I always figure it’s the lady’s place to tell this story first, so it makes it confusing when there’s two ladies involved – me, the asker, and The General, the askee.
This whole proposal thing had been planned for months. I’m sure The General knew it was going to happen. We had a jeweler named Chuck, who’d sent us a ring-sizer and all that jazz. We’d talked about it and knew we’d eventually do something more permanent, but we hadn’t really talked about when.
I’d had this planned for several months. And I’m not a planner.
The plan: go to the “Welcome to Fabulous Las Vegas” sign and propose in some fashion.
On Sunday, our last day in Vegas, the six of us drove Larry our Dodge Caravan down the strip to the sign.
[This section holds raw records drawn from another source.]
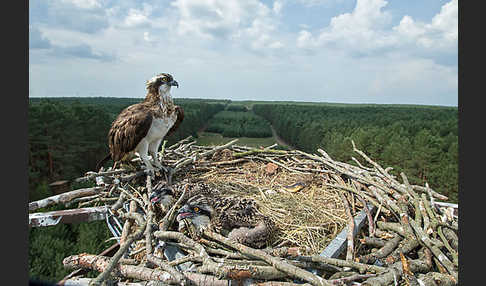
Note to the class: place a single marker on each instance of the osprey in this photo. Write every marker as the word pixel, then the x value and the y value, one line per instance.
pixel 141 127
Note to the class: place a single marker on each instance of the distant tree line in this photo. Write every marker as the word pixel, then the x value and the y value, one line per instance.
pixel 420 141
pixel 239 124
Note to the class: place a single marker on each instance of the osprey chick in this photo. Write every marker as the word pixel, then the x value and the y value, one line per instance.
pixel 141 127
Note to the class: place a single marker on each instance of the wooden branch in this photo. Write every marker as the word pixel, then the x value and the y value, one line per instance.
pixel 67 216
pixel 361 267
pixel 255 150
pixel 204 154
pixel 178 277
pixel 389 246
pixel 435 250
pixel 102 264
pixel 170 215
pixel 436 279
pixel 64 197
pixel 283 266
pixel 350 236
pixel 395 271
pixel 128 223
pixel 114 260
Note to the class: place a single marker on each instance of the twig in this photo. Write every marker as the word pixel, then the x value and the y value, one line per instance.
pixel 64 197
pixel 283 266
pixel 350 236
pixel 114 260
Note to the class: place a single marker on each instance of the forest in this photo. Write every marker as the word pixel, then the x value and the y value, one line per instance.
pixel 234 122
pixel 421 141
pixel 67 137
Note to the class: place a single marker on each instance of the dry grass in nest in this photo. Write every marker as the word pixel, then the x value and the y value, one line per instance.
pixel 309 218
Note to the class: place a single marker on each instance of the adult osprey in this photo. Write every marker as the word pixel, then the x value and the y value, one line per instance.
pixel 142 126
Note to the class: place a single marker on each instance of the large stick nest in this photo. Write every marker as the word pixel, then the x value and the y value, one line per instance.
pixel 311 198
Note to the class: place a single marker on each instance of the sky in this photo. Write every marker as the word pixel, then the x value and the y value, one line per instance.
pixel 344 51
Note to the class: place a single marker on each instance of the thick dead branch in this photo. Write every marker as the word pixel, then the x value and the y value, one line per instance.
pixel 275 262
pixel 67 216
pixel 350 237
pixel 64 197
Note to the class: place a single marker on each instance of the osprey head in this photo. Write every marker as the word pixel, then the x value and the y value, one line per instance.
pixel 163 82
pixel 197 211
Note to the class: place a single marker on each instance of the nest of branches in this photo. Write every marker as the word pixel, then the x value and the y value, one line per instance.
pixel 319 206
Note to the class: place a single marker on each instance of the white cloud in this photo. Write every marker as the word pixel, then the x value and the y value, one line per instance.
pixel 366 30
pixel 137 18
pixel 277 7
pixel 149 38
pixel 440 33
pixel 360 29
pixel 84 4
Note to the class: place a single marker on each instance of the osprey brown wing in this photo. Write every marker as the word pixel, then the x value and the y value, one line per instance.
pixel 128 129
pixel 180 117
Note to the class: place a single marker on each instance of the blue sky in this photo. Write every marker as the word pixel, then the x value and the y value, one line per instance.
pixel 365 51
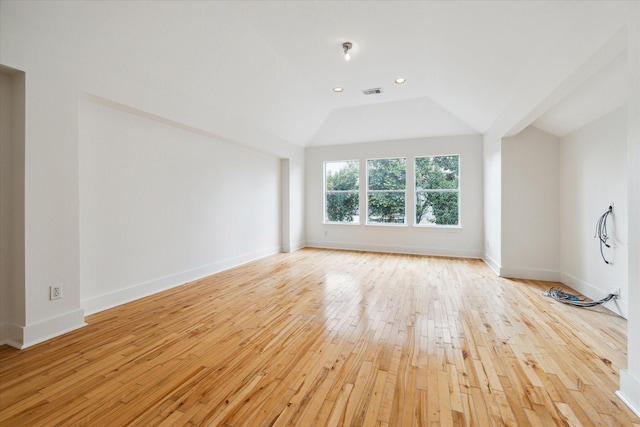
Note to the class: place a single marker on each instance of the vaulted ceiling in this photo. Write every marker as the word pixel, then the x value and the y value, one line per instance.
pixel 470 67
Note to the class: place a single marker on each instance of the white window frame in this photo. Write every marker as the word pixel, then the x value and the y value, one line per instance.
pixel 368 191
pixel 325 192
pixel 457 190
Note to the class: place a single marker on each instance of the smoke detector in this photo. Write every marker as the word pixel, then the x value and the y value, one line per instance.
pixel 374 91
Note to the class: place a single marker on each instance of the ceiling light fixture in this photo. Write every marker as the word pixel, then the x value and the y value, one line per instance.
pixel 346 47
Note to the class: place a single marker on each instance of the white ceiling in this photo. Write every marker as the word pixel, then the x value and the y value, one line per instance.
pixel 471 66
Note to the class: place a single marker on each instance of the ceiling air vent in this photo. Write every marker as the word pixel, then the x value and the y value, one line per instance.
pixel 373 91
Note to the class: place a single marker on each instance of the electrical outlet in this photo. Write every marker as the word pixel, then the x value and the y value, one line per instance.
pixel 55 292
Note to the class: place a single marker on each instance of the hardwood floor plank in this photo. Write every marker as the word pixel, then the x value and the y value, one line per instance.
pixel 323 337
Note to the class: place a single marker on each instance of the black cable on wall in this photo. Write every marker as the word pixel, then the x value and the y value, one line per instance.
pixel 601 231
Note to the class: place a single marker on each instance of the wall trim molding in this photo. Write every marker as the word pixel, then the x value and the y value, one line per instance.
pixel 620 307
pixel 530 274
pixel 629 391
pixel 11 335
pixel 53 327
pixel 409 250
pixel 493 265
pixel 140 290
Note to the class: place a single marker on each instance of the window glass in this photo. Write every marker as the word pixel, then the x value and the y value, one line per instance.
pixel 437 190
pixel 386 191
pixel 341 191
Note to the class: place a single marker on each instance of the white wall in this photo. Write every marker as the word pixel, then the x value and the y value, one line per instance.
pixel 465 241
pixel 160 206
pixel 492 195
pixel 67 49
pixel 630 377
pixel 12 300
pixel 591 177
pixel 530 206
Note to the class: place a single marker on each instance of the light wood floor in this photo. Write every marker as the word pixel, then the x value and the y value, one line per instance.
pixel 329 338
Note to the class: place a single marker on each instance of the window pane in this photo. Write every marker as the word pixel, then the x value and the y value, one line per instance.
pixel 437 173
pixel 341 176
pixel 387 207
pixel 439 208
pixel 342 207
pixel 387 174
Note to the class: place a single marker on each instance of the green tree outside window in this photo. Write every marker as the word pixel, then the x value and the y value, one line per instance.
pixel 437 190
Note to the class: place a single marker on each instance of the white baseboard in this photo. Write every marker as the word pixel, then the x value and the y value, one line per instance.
pixel 121 296
pixel 292 248
pixel 11 335
pixel 493 265
pixel 618 306
pixel 50 328
pixel 411 250
pixel 629 391
pixel 530 274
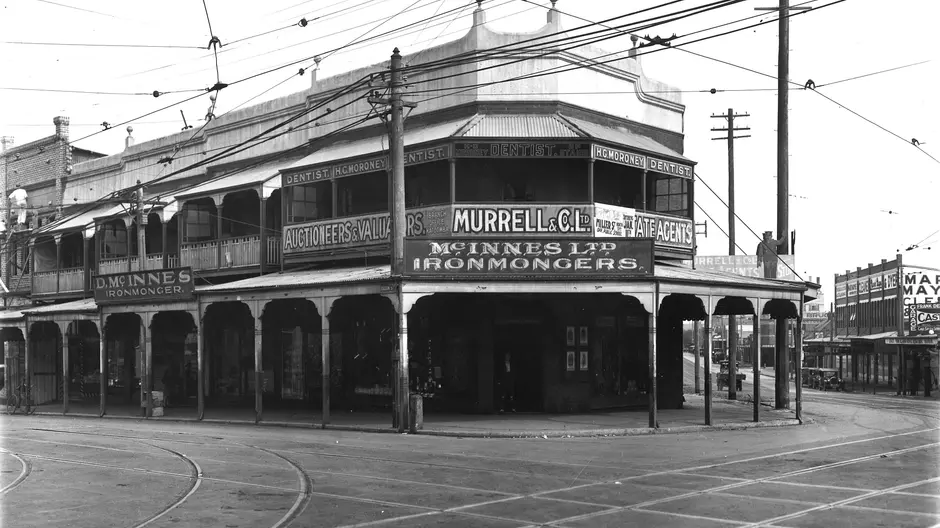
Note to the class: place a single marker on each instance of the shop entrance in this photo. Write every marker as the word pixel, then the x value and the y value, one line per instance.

The parking lot was packed, but we eventually found a spot. Everyone was in on this little plan except for, of course, She Who Would Be Proposed To.
Step 1: Have our friends take our picture in front of the Welcome to Fabulous Las Vegas Sign:
Step 2: Say “I was making a dumb face” and get another picture taken, but instead do this:
Step 3: Hear the word yes.
Step 4: Celebrate with friends.
Thank you, thank you, thank you to my homies that were there to make sure it went off without a hitch, photographing it, and doing whatever it took to make sure it happened. I love you guys a lot and I’m so glad you were all there.